Pandemi sonrasındaki dönemde dünyanın her noktasında ekonomik krizler yaşanırken moda bizlerin kendimizi, en azından psikolojik olarak, daha zengin hissetmemizi istiyor gibi... Önce hayatlarımıza sessiz lüks kavramı ve 'eski para' estetiği girdi... Bunun hemen ardından da birkaç jenerasyondur parayı elinde tutanların vazgeçilmez hobilerine dair giyim trendleri moda dünyasının merkezine yerleşti. Geçtiğimiz kış kayak modası çılgınlığı yaşadık. Bu ilkbahar-yaz sezonunda hepimiz kortlardan yeni çıkmış birer tenisçi gibiydik. Ve bu kış sezonunda da binicilik trendi modanın merkezine oturdu. O pilates, yoga kıyafetleri ve bohem görüntü de doğal olarak demode oldu. Sokakta crop top'lı ve taytlı bir kız görmemiz birkaç hafta içinde imkansız bir hale gelecek. İçinizden eminim "Alt kültürün, rap dünyasının giyim kodlarının yükselişe geçtiği dönemin sonuna gelmemiz iyi oldu. Vücut şekline uysun uymasın daha fazla tayt ve kısacık üst giyen insan görmek istemiyorduk" diyeceğinize eminim... Pandemi sonrası zaten psikolojik olarak zorlanmış ruhlarımız rap dünyasında ilham alan kuralsız, spor giyimle karışık kombinlerle biraz rahatlatılmıştı. Ama artık tüm büyük şirketler çalışanlarını yeniden ofislere çağırırken ve ekonomik kriz yaşanan bir dünyada 'derli toplu' bir görüntü her zaman ilgi çekerken moda dünyasının da bizleri bambaşka bir yöne sürüklememesi düşünülemezdi.
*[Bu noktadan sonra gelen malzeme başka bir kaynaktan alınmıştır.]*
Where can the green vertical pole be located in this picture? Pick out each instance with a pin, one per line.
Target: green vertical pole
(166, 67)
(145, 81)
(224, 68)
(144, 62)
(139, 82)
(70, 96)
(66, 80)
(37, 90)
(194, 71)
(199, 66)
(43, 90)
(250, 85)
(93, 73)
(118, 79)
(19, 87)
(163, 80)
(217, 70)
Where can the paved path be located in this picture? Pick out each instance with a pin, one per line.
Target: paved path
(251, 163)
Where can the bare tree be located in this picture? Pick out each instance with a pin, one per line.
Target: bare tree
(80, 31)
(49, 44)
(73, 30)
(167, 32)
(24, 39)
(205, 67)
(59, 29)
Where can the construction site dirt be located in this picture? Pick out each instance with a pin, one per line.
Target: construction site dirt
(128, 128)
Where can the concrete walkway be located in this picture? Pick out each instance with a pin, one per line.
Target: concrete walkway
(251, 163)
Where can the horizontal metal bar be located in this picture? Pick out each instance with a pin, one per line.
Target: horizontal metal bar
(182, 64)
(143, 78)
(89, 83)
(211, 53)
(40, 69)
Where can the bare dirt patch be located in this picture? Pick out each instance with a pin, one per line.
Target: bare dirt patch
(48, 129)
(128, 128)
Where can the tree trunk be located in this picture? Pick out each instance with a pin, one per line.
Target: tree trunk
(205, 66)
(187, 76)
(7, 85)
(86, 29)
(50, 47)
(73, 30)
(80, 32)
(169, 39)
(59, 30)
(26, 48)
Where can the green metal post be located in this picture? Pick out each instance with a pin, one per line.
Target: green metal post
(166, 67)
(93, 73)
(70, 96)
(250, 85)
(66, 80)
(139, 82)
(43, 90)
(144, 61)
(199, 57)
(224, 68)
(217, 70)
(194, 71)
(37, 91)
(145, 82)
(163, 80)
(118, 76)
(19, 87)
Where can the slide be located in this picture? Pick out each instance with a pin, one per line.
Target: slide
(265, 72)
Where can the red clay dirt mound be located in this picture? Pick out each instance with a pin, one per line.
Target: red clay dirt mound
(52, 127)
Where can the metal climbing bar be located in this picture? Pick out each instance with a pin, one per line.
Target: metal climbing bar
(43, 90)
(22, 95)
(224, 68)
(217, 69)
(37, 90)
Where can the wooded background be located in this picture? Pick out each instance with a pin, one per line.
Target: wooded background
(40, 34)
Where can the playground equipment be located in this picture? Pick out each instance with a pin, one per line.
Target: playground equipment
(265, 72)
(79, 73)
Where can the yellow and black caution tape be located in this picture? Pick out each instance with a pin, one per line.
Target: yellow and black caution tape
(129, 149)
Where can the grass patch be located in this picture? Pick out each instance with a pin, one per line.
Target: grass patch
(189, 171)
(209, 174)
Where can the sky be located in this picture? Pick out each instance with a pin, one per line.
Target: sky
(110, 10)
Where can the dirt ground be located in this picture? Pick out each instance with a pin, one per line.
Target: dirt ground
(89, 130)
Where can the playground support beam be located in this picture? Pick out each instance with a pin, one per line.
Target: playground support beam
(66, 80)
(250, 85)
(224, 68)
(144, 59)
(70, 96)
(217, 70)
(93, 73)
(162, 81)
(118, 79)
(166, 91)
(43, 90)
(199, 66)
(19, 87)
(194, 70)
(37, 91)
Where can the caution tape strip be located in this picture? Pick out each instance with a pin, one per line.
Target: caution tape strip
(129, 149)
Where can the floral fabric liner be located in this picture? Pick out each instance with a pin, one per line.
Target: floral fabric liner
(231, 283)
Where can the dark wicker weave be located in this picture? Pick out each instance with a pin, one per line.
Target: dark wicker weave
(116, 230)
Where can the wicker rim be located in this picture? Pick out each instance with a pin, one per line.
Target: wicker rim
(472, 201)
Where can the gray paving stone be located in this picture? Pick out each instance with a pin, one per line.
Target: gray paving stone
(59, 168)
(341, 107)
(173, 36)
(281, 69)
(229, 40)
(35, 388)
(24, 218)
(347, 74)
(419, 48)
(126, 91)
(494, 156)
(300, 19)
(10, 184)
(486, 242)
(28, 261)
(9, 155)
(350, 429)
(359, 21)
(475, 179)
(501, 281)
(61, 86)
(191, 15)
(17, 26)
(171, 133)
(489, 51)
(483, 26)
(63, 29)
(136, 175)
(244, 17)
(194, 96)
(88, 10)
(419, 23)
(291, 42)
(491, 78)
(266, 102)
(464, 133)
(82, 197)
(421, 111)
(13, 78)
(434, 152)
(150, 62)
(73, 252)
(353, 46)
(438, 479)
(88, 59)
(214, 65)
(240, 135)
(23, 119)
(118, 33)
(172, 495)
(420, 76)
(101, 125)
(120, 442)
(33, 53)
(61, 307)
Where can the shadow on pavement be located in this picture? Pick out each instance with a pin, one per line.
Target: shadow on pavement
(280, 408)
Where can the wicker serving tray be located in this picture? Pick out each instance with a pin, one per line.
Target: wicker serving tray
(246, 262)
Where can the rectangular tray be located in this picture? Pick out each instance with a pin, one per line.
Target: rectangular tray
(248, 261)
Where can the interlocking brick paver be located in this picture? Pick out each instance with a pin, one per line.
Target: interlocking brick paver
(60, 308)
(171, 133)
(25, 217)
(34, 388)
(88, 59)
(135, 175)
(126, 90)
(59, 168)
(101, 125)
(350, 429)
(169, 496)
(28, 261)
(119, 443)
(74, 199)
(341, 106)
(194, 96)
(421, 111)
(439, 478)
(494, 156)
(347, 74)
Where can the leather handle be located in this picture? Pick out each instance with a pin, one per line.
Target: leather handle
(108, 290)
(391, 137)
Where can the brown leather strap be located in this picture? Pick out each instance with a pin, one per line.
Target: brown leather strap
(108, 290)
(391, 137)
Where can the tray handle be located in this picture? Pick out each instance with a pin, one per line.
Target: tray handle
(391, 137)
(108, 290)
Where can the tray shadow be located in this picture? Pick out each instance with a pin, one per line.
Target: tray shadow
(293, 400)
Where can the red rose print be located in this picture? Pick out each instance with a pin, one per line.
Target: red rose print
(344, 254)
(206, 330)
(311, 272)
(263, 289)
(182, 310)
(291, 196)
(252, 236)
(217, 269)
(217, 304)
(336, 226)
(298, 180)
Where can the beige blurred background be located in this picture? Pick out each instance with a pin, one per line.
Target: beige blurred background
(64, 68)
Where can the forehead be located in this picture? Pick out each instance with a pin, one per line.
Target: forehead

RAP TARZI GİYİNME DEMODE OLDU
Artık salaş eşofman altları, bohem bol pantolonlar, dapdar taytlar demode... En azından moda dünyası için bu durum böyle. Onun yerine sokaklarda binici çizmeleri, formunuzu toplayan dapdaracık sıkı pantolonlar, dar ceketler ve incecik boyunluklu kazaklar göreceğiz. İşin en güzel yanı bu modayla birlikte dolaplarımıza daha çok beyazlar, krem renkleri, ekrular, kahve tonlarında ekoseler girecek. Özellikle kahverengi ve siyah tonlarındaki binici çizmeleri çok popüler olacak. Şık fularlar, deri eldivenler, incecik kemerler de yine çok popüler olacak. Ceketler kalça hizasında olacağı için de herkesin formu çok daha çık ve hoş görünecek. Çok az altın tonlarındaki aksesuvarlar, şık saç bantları ve taçlar da yine bu modayla birlikte çok popüler olacak. Tüm bu anlattıklarımdan gözünüzün önünde zaten bir siluet beliriyordur. Fit, bakımlı, doğal ve elegan bir siluet hem de... Sessiz lüks trendinin ardından şimdi de moda dünyası bizlerin yaşamın içinde aktif, doğal ve güzel görünmemiz için bu trendi hayatlarımıza sokmuş durumda.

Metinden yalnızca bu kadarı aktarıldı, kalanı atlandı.